HOMInG’s Paolo Boccagni will give a presentation at the forthcoming Athens Conference of the ISA RC21 – Urban and Regional Development. Paolo’s presentation is entitled Safe in, unsafe out? Perceptions, reactions and implications of the pandemic among the residents of an asylum centre. It will take place on Friday 26 August, from 1.30 to 3pm, as a part of a session on “Negotiating the pandemic city: the precariously housed and their practices of inhabitation during COVID-19”. See the abstract of Paolo’s presentation below.

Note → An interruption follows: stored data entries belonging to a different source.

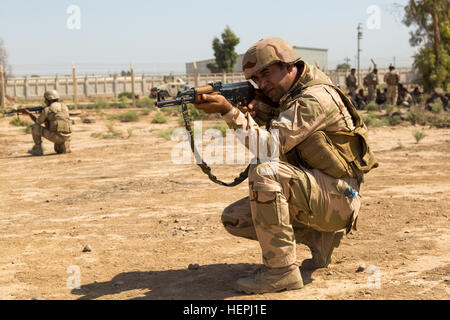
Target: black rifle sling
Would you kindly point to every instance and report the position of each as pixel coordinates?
(198, 159)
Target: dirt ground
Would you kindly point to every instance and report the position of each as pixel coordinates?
(147, 219)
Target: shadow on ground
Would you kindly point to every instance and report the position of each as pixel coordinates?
(210, 282)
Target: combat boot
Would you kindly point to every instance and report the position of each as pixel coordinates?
(321, 245)
(270, 280)
(36, 150)
(63, 147)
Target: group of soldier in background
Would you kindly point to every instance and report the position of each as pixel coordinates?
(394, 94)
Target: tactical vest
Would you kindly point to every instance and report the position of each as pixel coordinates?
(59, 120)
(337, 154)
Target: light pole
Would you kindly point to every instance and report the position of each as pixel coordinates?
(359, 51)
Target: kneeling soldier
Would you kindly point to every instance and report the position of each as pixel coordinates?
(311, 195)
(55, 117)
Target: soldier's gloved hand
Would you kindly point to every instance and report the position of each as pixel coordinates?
(214, 103)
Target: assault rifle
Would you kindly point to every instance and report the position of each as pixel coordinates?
(238, 94)
(21, 110)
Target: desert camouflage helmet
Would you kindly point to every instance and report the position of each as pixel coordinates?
(51, 95)
(266, 52)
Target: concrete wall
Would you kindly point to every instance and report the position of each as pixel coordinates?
(310, 55)
(98, 86)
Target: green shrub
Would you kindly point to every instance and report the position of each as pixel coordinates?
(144, 102)
(125, 94)
(147, 111)
(123, 105)
(390, 109)
(165, 134)
(100, 104)
(419, 135)
(159, 118)
(222, 128)
(27, 129)
(130, 133)
(416, 116)
(18, 122)
(399, 146)
(372, 106)
(394, 120)
(437, 108)
(130, 116)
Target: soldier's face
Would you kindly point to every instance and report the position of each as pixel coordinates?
(275, 80)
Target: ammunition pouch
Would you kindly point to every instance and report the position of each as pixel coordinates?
(337, 154)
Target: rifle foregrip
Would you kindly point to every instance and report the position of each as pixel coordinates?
(202, 90)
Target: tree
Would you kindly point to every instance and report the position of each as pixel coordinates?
(4, 59)
(431, 19)
(224, 52)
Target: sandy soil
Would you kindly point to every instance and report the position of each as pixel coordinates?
(147, 219)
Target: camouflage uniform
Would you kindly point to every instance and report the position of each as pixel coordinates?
(286, 201)
(371, 81)
(56, 119)
(351, 83)
(392, 79)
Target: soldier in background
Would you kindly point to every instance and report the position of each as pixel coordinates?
(351, 83)
(438, 96)
(405, 99)
(297, 199)
(392, 78)
(360, 99)
(371, 82)
(381, 97)
(417, 95)
(56, 120)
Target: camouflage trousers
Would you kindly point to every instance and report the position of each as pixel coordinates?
(391, 95)
(38, 131)
(283, 201)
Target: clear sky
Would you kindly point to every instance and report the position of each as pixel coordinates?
(161, 36)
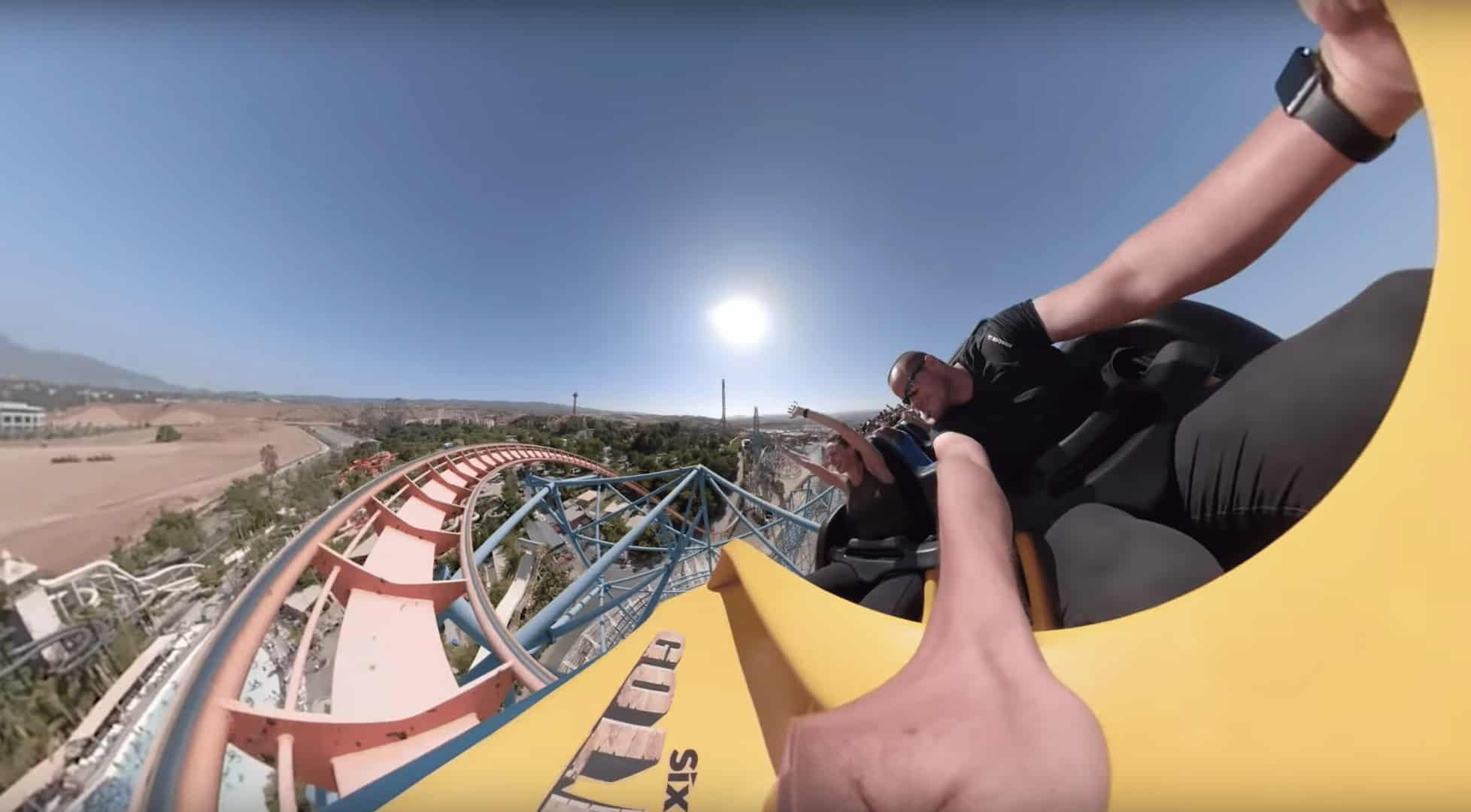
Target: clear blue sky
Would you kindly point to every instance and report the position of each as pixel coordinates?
(378, 203)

Paolo Boccagni (University of Trento)
Safe in, unsafe out? Perceptions, reactions and implications of the pandemic among the residents of an asylum centre
What does ‘stayhome’ mean and entail, when home takes the functional and temporary shape of an asylum reception centre? Based on a four-year ethnography in Northern Italy, I explore the impact of the pandemic on the lived experience of the centre and on the residents’ interaction with the outer city. On the inner side, within a segregated environment of parallel normality, social distancing was systematically less implemented than outside. While the pandemic made the centre empty of social initiatives, inaccessible to external visitors, and perhaps unsafer for caseworkers themselves (who strictly limited their visits to the residents’ rooms, unlike fellow residents did), face masks have been rarely in use. It was as if the centre, as a home of sort, was protected by a tacit regime of familiarity – or indeed, of mutual lack of care. Once the interactions with the outside were constrained, what happened inside, including covid infections, was a secondary concern. However, the economic and relational price to pay for asylum seekers has been remarkably higher than the health-related one. On the external side, their presence in the public urban space was initially discouraged or outright stigmatized, feeding into a deep-rooted sense of suspicion towards people perceived as out-of-place. More fundamental though, to the eyes of residents themselves, are the long- term consequences of the pandemic. These involve less contrasting attitudes or values around vaccination, as in the mainstream public debate, than the further erosion and precarization of job opportunities, hence of their long-term chances of local integration. Overall, my study invites acknowledging not only the inherent ambivalence of the stayhome rhetoric, but also the fundamental aftermath of the pandemic. In that respect, the lived costs (and perceptions) of covid among displaced migrants do not necessarily overlap with those of the majority society, while being equally or more severe.